Dressed in charmingly retro outdoors gear, the duo arrive in Washington State to begin their investigation. They quickly meet up with a Forest Service ranger and a logging executive who tell them about the “eco-terrorists” that line the forest with traps in hopes of discouraging logging activity. Long story short, they think that the hippies are to blame for the disappearance of the loggers. Seems a likely story… at least in comparison to what’s to come.
The ragtag band of forest detectives eventually arrive at a cabin far off the beaten path, and the investigation begins. The hippie theory begins to lose credibility once Mulder, Scully, and the ranger discover a cocooned human corpse about fifty feet up in a tree. With no possible explanation available, they return to the cabin.
There, they discover a man named Doug Spinney. He reveals himself to be part of the radical treehugger brigade and tells them an alarming story. He says that he and his friends have learned that a swarm of bugs has been appearing at night and killing anyone who dares to venture into the darkness. The only way to be safe, he says, is to stay in the light.
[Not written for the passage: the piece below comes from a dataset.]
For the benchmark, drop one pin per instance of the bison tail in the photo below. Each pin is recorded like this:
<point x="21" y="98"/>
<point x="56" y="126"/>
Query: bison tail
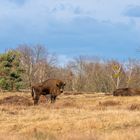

Naturally, the interest of Mulder is piqued. Scully and the ranger are skeptical but concerned; the logging executive can only scoff.
From here, things escalate quickly. The team discovers an old-growth tree that has been wrongfully chopped down by the loggers, and one of the inner rings has – get this – a bunch of tiny bugs living in it. Uh oh. Looks like Doug might be telling the truth!
When they return, they have to deal with the encroaching darkness as their generator begins to fail. They notice the bugs all over them, and it’s clear they’ll need to get out of the forest soon.
Later, they try to make a break for it. Unfortunately, their car breaks down before they can make it out of the forest and away from the biohazard. Doug, however, comes to their rescue in a Jeep he went to go and retrieve earlier. However, they aren’t able to drive fast enough. When the next night comes, the bugs get into the car, covering them and threatening to suffocate them in cocoons. The screen fades to black.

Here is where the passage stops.